Already a keen observer of relationships between the sexes, Swallowing Geography was first published with other early writings in 1993. It was inspired by Jack Kerouac’s On the Road; the major woman character is named J.K. and experiences a wild journey, even broader in geography and time compared to On the Road’s protagonist. Concerning the phase of sexual arousal, she writes that people should learn “to speak by their fingertips”—a sentence we did not find in Kerouac’s original that makes clear her personal experience and growing knowledge in this field.
Levy writes that “to separate from love is to live a risk-free life,” and “to live without love, is a waste of time.” Levy acknowledged not to be Simone de Beauvoir, after all. No, she had gotten off the train at a different stop (marriage) and stepped on to a different platform (children).
During her time in her first shed, she completed two novels: 2011’s Swimming Home and Hot Milk.

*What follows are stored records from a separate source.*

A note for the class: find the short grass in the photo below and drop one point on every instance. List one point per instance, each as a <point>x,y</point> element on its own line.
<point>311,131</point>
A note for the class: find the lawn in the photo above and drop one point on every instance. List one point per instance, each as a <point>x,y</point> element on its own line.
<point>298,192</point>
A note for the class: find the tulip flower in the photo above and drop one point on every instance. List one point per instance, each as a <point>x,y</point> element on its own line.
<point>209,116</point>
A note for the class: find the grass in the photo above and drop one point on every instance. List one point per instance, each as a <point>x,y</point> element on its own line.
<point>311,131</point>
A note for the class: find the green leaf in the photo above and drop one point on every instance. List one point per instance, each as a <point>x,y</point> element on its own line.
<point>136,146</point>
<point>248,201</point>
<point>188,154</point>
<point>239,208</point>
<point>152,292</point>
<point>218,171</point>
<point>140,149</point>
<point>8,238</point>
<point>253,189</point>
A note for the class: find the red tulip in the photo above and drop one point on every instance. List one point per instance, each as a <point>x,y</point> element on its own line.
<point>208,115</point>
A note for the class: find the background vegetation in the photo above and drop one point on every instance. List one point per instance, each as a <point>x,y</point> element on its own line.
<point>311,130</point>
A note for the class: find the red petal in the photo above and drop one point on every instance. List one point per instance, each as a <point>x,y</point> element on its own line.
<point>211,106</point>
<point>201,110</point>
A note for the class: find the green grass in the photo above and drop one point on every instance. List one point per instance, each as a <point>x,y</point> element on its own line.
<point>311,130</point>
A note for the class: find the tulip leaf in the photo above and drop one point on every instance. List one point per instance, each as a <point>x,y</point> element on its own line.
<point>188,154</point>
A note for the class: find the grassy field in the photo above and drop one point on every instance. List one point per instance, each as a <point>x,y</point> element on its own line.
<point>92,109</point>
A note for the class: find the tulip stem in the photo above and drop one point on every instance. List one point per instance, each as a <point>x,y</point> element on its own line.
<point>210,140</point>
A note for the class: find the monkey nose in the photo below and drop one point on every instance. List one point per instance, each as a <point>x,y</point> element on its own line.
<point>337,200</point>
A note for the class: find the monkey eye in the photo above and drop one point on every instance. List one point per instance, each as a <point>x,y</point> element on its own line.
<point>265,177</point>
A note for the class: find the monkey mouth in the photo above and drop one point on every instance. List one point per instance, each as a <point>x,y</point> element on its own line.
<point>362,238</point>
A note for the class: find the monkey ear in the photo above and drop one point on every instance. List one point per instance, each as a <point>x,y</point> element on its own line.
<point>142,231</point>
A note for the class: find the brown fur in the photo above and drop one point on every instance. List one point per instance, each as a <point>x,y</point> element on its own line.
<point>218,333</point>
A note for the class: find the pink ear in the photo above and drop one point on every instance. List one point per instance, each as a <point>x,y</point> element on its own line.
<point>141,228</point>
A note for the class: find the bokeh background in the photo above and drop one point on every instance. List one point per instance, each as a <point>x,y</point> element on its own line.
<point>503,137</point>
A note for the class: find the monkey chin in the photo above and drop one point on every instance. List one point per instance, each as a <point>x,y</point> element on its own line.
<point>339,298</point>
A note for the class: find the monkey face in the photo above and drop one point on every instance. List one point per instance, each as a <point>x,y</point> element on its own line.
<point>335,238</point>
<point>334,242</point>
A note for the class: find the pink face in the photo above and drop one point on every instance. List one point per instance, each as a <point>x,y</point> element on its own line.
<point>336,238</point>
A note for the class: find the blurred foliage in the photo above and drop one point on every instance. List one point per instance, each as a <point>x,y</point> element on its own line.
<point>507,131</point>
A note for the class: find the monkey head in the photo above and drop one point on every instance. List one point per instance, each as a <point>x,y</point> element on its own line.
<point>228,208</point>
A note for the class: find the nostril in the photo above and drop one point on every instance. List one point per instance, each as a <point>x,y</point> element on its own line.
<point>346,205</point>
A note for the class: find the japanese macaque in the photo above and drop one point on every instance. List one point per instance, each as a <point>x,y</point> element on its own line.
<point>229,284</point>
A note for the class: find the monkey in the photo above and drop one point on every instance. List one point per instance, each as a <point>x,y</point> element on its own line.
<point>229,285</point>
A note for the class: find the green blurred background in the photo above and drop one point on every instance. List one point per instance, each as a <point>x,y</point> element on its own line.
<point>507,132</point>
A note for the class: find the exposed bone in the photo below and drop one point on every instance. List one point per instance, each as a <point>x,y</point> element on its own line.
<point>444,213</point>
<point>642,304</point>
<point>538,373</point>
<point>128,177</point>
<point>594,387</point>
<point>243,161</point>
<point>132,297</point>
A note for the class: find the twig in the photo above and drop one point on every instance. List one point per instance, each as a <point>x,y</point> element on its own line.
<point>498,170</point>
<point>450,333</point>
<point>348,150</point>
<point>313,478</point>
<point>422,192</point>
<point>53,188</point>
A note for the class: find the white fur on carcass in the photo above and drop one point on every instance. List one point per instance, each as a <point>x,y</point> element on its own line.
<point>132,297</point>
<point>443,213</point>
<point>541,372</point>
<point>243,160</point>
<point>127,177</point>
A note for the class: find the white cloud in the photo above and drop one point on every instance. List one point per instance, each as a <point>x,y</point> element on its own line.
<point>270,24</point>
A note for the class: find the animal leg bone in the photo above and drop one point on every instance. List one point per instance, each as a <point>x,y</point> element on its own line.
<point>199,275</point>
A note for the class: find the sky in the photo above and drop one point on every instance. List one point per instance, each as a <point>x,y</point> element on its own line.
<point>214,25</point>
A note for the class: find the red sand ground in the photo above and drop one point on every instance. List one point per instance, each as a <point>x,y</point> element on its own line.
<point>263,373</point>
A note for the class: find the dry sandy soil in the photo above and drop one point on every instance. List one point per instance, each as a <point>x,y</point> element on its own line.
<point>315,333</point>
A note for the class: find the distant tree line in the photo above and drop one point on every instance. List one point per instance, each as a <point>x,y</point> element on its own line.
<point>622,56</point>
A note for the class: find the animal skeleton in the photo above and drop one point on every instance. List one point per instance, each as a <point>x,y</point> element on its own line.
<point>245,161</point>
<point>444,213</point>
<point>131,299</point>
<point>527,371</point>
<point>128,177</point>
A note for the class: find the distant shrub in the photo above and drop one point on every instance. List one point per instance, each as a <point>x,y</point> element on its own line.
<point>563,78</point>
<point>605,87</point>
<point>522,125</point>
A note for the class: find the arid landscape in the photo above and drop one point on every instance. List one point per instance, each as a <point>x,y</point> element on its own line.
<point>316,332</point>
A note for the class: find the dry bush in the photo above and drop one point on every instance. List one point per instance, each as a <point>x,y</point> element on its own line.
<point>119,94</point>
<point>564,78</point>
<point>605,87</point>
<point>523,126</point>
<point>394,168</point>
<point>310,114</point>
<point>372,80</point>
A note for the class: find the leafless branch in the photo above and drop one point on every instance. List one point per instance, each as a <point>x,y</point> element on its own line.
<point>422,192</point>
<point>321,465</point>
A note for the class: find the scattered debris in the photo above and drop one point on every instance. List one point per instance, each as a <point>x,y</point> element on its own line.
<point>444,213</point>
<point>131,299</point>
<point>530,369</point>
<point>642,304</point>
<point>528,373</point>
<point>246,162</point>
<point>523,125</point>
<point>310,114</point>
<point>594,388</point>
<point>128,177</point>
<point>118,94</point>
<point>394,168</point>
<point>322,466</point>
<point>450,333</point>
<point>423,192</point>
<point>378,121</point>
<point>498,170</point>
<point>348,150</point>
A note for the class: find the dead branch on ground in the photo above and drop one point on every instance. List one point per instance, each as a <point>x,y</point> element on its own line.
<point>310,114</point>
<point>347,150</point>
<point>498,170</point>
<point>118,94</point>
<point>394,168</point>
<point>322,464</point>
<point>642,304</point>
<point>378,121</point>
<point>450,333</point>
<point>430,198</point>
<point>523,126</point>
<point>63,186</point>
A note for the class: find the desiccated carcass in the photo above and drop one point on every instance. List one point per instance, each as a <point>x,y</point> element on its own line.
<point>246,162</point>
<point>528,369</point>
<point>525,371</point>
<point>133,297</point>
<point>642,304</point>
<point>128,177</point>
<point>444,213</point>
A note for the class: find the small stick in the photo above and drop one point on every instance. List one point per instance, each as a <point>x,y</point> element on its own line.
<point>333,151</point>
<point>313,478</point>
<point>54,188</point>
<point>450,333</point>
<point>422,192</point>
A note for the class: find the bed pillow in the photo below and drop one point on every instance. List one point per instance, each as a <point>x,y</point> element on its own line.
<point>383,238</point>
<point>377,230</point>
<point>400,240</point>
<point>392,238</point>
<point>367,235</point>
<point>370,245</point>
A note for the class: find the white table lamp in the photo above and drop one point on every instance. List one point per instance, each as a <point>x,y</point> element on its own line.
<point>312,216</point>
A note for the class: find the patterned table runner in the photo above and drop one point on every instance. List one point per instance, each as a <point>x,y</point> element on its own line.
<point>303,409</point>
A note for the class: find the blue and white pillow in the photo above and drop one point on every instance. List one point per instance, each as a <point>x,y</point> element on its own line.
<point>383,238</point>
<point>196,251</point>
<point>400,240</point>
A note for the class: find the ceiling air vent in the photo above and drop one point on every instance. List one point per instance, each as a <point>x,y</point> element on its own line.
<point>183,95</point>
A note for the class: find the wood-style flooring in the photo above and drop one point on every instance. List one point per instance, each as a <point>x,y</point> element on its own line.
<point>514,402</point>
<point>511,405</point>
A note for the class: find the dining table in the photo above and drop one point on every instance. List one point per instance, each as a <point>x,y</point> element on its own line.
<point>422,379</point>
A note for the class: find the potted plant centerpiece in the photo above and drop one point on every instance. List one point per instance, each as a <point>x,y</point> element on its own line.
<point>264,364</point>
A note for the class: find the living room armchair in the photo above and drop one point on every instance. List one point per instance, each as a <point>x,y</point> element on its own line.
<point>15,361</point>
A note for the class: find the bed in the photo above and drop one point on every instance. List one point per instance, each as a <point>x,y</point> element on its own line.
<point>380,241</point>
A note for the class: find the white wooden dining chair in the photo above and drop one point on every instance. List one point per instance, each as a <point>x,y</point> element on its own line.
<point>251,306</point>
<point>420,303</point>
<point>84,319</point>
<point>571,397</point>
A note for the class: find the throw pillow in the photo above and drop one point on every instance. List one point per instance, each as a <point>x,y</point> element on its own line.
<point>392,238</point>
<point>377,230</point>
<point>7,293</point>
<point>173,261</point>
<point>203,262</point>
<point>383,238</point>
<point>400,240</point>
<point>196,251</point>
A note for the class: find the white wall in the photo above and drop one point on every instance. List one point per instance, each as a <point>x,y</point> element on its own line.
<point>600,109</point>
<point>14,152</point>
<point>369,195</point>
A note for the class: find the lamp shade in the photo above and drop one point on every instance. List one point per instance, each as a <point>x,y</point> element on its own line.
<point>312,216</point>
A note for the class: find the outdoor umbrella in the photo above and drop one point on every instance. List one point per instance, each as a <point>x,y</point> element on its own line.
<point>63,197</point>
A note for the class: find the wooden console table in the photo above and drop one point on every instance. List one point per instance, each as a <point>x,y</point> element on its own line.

It is clear she wrote Swimming Home, wherein two families rent a villa in the hills above Nice, with abundant pleasure. She explores how a powerful person can be vulnerable and a fragile person immensely powerful. Of its writing, she’s said that a writer builds for her readers a trail of breadcrumbs in the forest.
In Hot Milk, 64-year-old Rose divorces a Greek man while her daughter Sofia, age 25, gives up her academic studies to care for her. Despite her sacrifices, Sofia experiences the best weeks of her life, riding a car without a license, swimming topless in the sea and making love to both men and women.
This black medical comedy set in a white environment, which was shortlisted for the Man Booker Prize in 2016, continues Levy’s exploration of interior life and shares similarities with its predecessor (also shortlisted for the Man Booker Prize in 2012) Swimming Home: its Mediterranean setting and explorations of sexuality and familial relationships.
And like all of her books, Hot Milk delves into ideas of womanhood and feminine power.